All police and fire fighter hires are done through the civil service. A few cities choose to use a reserve system, which reserves spots for applicants for an indefinite period. In theory this streamlines the process for candidates to go to training. In practice Aldermen and veterans groups say the reserve list promotes cronyism and is costly to the city.
The abuse of reserve lists was the subject of a CBS I Team investigation in 2015. That investigation claimed the reserve list is “unfair and a waste of taxpayer money” due to the fact the list takes precedent over disabled veterans. Candidates on the list qualify for pensions, sometimes years before they ever start working for a city. Somerville’s current firefighter reserve list started in 2016, which means candidates are now three years into a pension system for a job they have yet to begin.
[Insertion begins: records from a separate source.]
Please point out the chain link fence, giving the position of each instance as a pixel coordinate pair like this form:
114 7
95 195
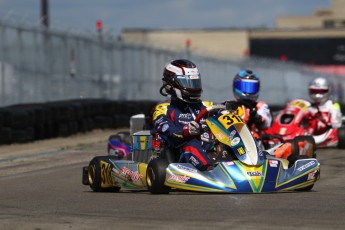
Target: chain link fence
39 65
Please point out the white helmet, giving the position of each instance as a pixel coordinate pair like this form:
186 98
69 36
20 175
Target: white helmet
319 90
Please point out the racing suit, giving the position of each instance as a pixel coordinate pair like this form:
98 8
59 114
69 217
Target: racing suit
171 128
328 115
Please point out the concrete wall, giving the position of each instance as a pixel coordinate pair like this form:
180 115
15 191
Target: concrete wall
221 43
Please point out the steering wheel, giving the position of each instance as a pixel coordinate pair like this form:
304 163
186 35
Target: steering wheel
206 112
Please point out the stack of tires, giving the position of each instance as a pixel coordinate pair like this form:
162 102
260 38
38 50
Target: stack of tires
28 122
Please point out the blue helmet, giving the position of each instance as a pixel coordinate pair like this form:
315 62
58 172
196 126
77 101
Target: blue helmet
246 85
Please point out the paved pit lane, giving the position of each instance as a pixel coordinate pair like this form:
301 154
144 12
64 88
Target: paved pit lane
40 188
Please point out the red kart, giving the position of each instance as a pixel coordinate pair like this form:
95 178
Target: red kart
294 120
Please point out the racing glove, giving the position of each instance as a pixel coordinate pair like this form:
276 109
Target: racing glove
191 130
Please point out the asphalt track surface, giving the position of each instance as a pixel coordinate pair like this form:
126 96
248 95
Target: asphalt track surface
40 188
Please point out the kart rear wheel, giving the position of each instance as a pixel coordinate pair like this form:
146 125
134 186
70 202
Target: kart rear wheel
155 176
95 177
341 137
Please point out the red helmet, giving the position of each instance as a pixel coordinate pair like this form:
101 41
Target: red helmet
181 80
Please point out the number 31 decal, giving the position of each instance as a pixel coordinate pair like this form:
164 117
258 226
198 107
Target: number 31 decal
230 119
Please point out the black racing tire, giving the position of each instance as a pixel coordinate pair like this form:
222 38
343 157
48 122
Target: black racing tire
310 187
341 137
155 176
95 177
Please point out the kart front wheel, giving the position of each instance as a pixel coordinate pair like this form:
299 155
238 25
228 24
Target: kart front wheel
94 176
155 176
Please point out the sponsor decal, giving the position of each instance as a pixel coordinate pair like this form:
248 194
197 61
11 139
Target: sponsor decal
184 168
303 167
229 163
241 151
282 131
311 176
257 173
232 134
178 135
159 120
132 176
165 127
194 77
194 160
206 135
235 141
185 116
178 178
273 163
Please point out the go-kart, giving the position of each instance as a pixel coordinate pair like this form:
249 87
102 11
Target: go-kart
294 120
240 165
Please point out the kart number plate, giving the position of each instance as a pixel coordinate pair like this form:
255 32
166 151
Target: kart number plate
228 120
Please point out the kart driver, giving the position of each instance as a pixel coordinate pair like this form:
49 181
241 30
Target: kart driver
327 112
182 82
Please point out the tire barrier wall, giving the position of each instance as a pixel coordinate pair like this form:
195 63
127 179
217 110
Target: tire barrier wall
28 122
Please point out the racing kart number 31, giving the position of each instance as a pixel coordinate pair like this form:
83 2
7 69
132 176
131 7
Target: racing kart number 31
228 120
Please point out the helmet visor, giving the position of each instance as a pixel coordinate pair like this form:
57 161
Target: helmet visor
248 86
318 91
189 81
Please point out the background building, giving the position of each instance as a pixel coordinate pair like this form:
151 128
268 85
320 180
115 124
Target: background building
317 40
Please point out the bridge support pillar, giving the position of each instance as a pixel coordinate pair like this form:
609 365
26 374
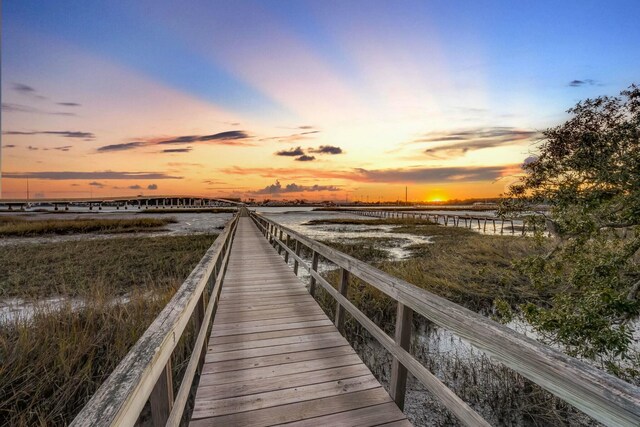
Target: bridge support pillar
343 288
398 385
161 397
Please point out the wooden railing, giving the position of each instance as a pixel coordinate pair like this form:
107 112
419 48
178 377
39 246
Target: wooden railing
470 221
596 393
145 373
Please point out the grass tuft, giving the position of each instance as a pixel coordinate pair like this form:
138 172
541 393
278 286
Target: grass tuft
14 226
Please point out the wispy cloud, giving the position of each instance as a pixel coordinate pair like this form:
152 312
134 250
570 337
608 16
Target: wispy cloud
277 188
425 175
291 152
305 158
63 133
585 82
104 175
234 137
20 108
177 150
326 149
458 142
121 147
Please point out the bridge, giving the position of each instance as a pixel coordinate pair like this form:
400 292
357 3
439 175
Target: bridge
265 353
153 202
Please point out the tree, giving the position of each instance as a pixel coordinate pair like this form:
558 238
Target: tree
587 171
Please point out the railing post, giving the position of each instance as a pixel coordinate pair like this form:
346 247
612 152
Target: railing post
286 252
343 288
295 262
314 267
161 397
398 383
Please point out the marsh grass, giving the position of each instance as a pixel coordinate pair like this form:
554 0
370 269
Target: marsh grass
73 268
469 269
20 227
53 361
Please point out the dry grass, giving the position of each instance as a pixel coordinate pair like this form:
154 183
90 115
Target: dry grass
52 363
73 268
14 226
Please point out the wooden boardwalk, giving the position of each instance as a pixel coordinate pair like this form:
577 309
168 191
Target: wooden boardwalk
274 357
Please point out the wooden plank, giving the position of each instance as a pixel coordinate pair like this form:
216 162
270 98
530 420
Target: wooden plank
299 410
273 342
251 385
279 369
398 383
206 408
267 351
276 360
270 334
370 416
267 323
600 395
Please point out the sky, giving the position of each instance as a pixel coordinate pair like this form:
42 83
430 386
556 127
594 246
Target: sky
284 99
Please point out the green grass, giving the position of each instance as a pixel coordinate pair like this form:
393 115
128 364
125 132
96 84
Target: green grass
14 226
52 364
73 268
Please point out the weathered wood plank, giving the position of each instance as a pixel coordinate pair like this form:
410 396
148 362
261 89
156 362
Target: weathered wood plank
279 369
253 385
275 360
280 349
299 410
206 408
369 416
600 395
213 341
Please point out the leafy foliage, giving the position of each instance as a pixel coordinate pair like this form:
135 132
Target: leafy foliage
587 172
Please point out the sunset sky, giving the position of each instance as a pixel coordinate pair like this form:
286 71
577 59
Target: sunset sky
296 99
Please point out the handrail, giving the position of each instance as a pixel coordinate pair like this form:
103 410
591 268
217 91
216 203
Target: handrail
598 394
145 372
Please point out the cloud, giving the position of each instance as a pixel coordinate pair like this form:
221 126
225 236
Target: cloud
61 176
458 142
579 83
19 108
64 133
326 149
63 148
234 137
121 147
277 188
295 137
291 152
22 88
177 150
398 175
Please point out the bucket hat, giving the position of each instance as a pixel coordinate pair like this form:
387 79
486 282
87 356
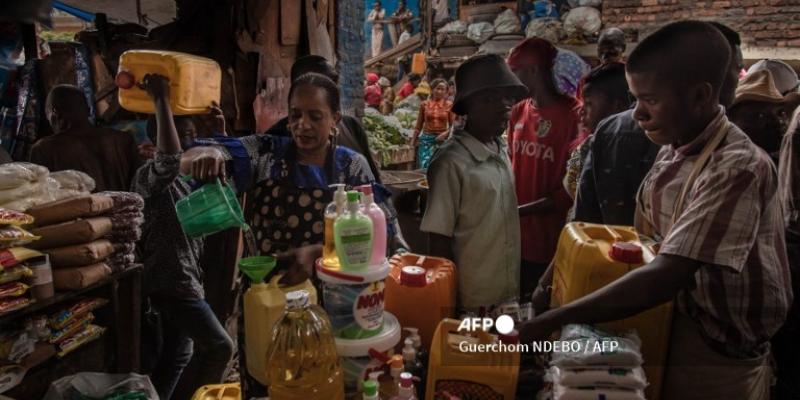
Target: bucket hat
783 75
482 73
759 86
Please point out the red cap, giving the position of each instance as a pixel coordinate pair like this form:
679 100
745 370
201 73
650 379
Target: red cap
366 189
413 276
509 338
626 252
125 80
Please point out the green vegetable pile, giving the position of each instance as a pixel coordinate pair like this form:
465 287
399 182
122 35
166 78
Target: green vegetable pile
384 134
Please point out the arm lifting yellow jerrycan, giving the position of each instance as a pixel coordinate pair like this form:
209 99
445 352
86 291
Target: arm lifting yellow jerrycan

In an email to the Board of Aldermen on December 18, Somerville personnel director Candice Cooper explained that the city is having difficulty filling vacant police positions and will therefore move to a reserve list.
“As a result of these difficulties, we are not going to meet the goal of a March academy,” Cooper explained. “Moreover, the City expects in the coming months a number of additional vacancies will open up due to retirements.”
This decision came weeks after Aldermen questioned the administration for what they say was an abuse of the reserve firefighter list. On Nov. 15 the Public Health and Safety committee took up an order from Ward 2 Alderman JT Scott and sponsored by eight out of 11 Aldermen “that the administration refrain from appointing any further candidates to the position of Reserve Firefighter and seek to discontinue use of the Fire Reserve List at the earliest possible opportunity.”
This order was the result of a contentious decision by the city in 2016 to add 26 people to the reserve firefighter list, well above any previous list. The last person on the list was the nephew of former head of personnel and Ward 1 Alderman Bill Roche. The issue was brought to light when veteran activists filed a petition on behalf of veteran Josh McCann, who they argue was intentionally left off the list to accommodate Roche’s nephew.
“The city caused this problem by trying to bend the rules and policies of Civil Service by using a long expired requisition,” said Jesse Flynn, outreach coordinator for the advocacy group Massachusetts Fallen Heroes, to the Somerville Journal on March 24, 2016.
Ward 1 Alderman Matt McLaughlin noted in committee on Nov. 15 that due to the length of the reserve list, which drew names from the 2014 civil service exam, no one from the 2016 list will ever get on the fire department.
“I don’t like that that number one person is going to have to wait behind number 30 on the reserve firefighter list. We don’t know who this person is, but we know it will likely be a disabled veteran,” McLaughlin said. “No one from the 2016 exam is ever going to get a chance to be on the fire department.”
This is not the first time the reserve list was questioned in relation to discrimination against veterans. In 2010 Marine veteran Sean O’brien claimed he was passed over for a position on the fire department despite being number one on the civil service exam. O’brien claimed he was passed over to favor friends of Curtatone.
“I’m disgusted by what the city has done,” O’Brien said in an interview with The Somerville Times on Oct. 20, 2010. “It’s not the fire department that’s targeting me, I think it’s the mayor taking care of his own.”
In addition to alleged discrimination against veterans, the reserve system is also costly to the city. Alderman at Large Stephanie Hirsh pointed out on Nov. 15 that people on the reserve list are considered city employees and are eligible for a pension before they ever work a day for the city. In the case of the 2016 reserve firefighter list, those candidates are three years into a pension program that they can collect on after ten years.
“The main worry that I have is this… hidden costs that we don’t pay for until later, but it is a very significant cost to our budget,” Hirsh said.
Duing the Nov. 15 committee meet committee chair Jesse Clingan asked why the city uses a reserve list for the fire department but not police. Cooper stated that police don’t need the same level of information for their academy compared to the firefighter academy. Despite this, Cooper is now advocating for a police reserve list.
This is the most recent development in a series of conflicts between the mayor and the confirmation of appointments committee, who have rejected several appointments and requested more information on candidates than the city was willing to offer.